I get so lonely sometimes I set my phone's alarm to go off every 5 minutes or so and imagine people are texting me.
apparently i traded the tiffany necklace my mom bought me for 2 shots and next in line for beer pong at the frat.
When black out puking doesn't involve crying and promises to never get drunk again... to just a subtle, 'excuse me while I go vomit in the bathroom of this bar'.. you know you've finally grown up.
So much beer in the passenger seat the seatbelt light is blinking
Restaurants Roasting People Who Gave Them Negative Yelp Reviews (25 Pics)

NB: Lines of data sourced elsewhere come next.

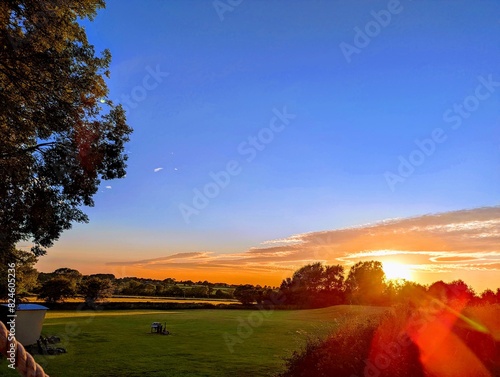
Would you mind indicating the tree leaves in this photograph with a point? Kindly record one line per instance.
(59, 134)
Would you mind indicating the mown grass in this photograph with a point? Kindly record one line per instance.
(120, 343)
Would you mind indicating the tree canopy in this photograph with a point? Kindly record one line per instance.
(60, 135)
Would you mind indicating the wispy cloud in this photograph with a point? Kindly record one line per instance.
(465, 240)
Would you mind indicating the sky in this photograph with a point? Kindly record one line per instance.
(265, 128)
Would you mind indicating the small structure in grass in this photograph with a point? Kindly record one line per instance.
(158, 328)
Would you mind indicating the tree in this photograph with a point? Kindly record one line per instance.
(96, 289)
(59, 133)
(25, 273)
(366, 283)
(315, 285)
(57, 289)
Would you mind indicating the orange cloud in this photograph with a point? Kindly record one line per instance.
(452, 242)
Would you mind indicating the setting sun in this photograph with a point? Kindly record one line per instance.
(395, 270)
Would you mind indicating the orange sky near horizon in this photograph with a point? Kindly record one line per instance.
(447, 246)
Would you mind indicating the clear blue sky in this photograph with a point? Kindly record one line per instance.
(328, 167)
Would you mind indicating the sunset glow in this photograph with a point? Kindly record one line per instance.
(395, 270)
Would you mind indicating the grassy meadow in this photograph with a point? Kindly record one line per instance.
(119, 343)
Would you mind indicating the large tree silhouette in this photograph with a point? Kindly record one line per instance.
(366, 283)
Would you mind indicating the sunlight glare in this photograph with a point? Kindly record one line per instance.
(395, 270)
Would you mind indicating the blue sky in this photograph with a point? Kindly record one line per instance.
(220, 82)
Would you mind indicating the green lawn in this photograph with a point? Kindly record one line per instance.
(119, 343)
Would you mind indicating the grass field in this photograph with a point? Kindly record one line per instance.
(214, 301)
(119, 343)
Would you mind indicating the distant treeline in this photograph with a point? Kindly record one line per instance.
(311, 286)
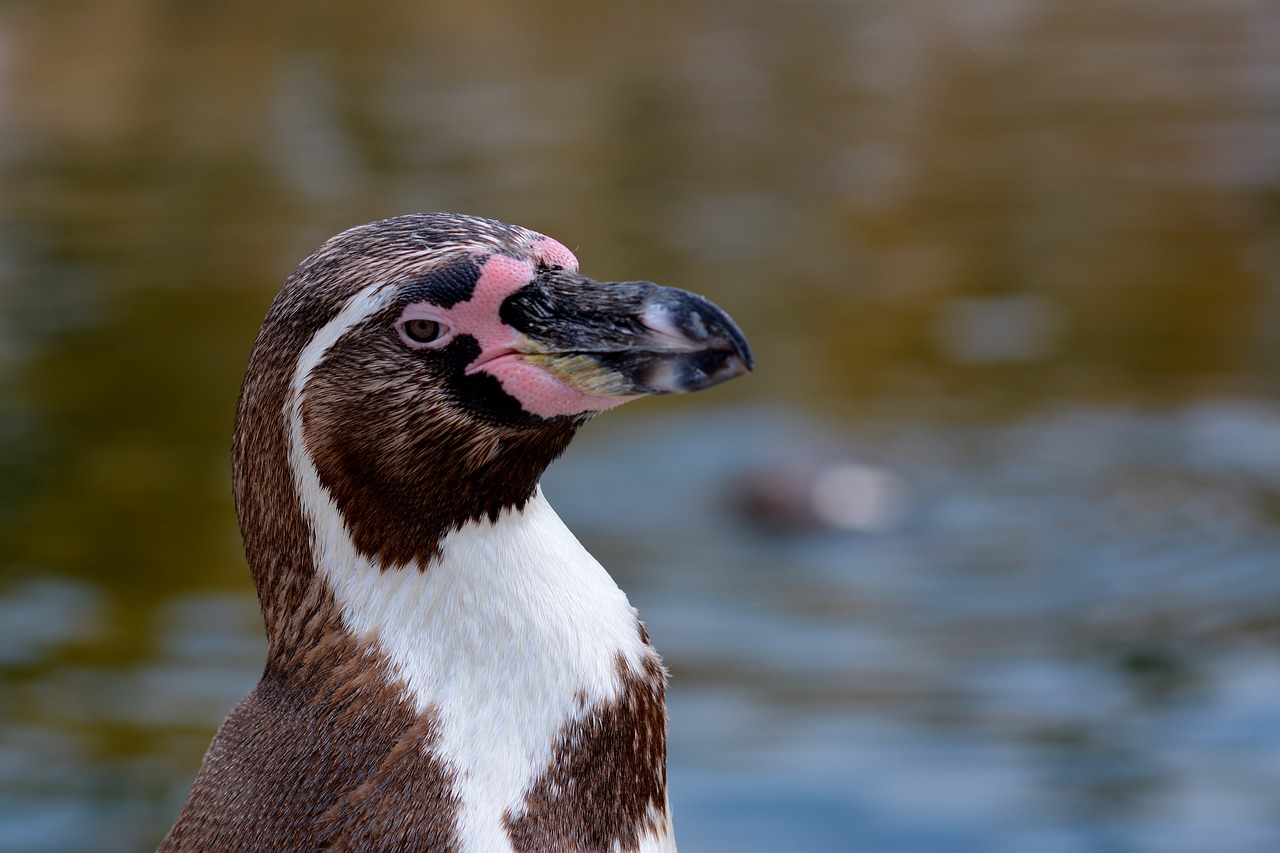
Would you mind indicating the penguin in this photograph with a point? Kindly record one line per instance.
(448, 669)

wine pong. its mother daughter day and i think she's mad. I smell like jager
It's one of those things you just need to see in person at least once in your life. Like Niagara falls or some shit. His ass is the Niagara falls of asses
Wanna show up on a guy's doorstep and punch him in the balls for me? At least this one isn't a cop.
My mom just added me on Facebook... She has one like and it's Will Smith
You're still my best friend even though you continue to pass out on random toilets every time you drink
Woman Posts Harassing DMs From Creep Online, Now He’s Upset Because People Told His Mom
WHEN YOU HAVE SEX WITH A GUY FROM A DIFFERENT COUNTRY YOURE SUPPOSED TO NEVER SEE THEM AGAIN
... Okay, fine. But I don't want to be a better person tonight. I'll be a better person tomorrow.
It was like a baby arm holding another baby arm holding an apple grove. Fuckin huge!
i got drunk and started dancing with the plant because you were out of town
Dude I'm fucking tired of freshman, there are god damn teeth marks on my dick again
I'd like to know who hasn't seen my tits tonight.